Agile 2008 was hectic and I couldn't stay for all 4 days, so I know I missed out on lots of great ideas. However, I have the cd, and the phone-book-sized book of research papers and experience reports, which I can delve into as soon as we get done with our final manuscript revisions!
It's always so good to see the friends I only get to see once a year, as well as meet people I only know through the Internt. There were so many attendees this year, I didn't run into everybody I know, but great to see the ones I did run into.
I was reminded of how welcoming the agile community is in general, and what good people they are. One of my role models is Kay Johansen. She rocks because she's good at developing AND testing. She's both highly technical and great with people. Her workshops are always fun and super effective. She and her husband Zhon taught me mind mapping, which Janet and I have used to great effect to write our book. I'm looking at her materials from the "testing with a purpose" clinic she did at Agile 2008, and it reminded me that I don't focus enough on declarative testing, I get too involved in the "how" instead of the "what".

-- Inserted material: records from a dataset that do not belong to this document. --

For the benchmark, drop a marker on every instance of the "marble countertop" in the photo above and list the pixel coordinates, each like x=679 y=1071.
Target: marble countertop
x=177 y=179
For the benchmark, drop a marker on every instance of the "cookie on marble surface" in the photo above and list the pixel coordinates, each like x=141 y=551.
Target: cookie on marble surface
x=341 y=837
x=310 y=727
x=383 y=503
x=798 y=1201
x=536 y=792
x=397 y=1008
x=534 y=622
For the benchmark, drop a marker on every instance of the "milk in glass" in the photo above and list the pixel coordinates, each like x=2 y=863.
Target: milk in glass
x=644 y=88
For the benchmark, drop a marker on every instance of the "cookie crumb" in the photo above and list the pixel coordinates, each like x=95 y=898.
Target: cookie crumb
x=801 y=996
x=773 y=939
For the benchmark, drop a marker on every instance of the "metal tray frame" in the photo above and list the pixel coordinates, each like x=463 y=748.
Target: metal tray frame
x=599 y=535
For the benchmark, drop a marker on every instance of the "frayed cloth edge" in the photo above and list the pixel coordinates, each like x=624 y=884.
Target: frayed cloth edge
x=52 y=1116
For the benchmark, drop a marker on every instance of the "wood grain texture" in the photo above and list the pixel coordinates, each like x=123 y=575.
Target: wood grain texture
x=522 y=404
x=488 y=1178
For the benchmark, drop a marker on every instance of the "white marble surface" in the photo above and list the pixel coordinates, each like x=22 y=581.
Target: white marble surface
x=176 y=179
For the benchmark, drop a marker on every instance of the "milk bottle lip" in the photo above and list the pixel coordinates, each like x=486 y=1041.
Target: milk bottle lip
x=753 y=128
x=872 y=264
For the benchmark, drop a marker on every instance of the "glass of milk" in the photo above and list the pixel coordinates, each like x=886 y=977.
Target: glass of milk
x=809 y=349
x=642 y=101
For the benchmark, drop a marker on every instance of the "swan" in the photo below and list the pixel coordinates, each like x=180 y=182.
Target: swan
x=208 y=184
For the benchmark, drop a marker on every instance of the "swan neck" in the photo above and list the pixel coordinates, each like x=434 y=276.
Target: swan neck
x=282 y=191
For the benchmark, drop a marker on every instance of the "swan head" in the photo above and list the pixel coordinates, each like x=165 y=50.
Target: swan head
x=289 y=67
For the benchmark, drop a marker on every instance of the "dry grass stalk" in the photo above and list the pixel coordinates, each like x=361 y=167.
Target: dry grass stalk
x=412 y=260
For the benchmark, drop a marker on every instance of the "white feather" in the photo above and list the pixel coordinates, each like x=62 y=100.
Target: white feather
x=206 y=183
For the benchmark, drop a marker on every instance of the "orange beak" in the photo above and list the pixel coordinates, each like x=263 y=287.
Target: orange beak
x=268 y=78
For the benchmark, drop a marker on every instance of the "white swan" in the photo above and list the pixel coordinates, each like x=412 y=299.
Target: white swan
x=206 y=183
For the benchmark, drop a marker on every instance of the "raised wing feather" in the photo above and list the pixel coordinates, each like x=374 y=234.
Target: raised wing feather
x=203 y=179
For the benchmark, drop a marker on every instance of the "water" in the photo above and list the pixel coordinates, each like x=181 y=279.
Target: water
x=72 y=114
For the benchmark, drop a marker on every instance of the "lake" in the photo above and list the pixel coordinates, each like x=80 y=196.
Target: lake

I met Patrick Wilson-Welsh this year because he asked me to help him with his tutorial on 'flipping the automated test triangle'. Patrick is such an engaging speaker, and he has a gift for fun group exercises - who else would think of having each group compose a Haiku about obstacles to automated unit tests? Like Kay, he is one of those quietly competent people, who is ready to learn from others. I loved hearing how he has been pairing with the developers at his current gig, letting them see he knows what he's doing, before helping them think of ways to improve. People learn a lot more from that than from some "expert" just coming in and telling them what to do.
And the best part about Patrick and Kay is they are two of the nicest people I know. So, I will strive to achieve their level of expertise and knowledge, while trying to help people as best I can, learning something from everyone.
Someone at Agile 2008 observed that there are lots of women at this conference, as opposed to, say, Oopsla, and wondered if it was because Agile creates an environment that women enjoy. I think there's a lot of truth to that. Myself, and most women I know, like the people side of things, we like collaborating with people. Sitting in a corner writing code by myself isn't my idea of fun. If agile development draws more women into our profession, so much the better.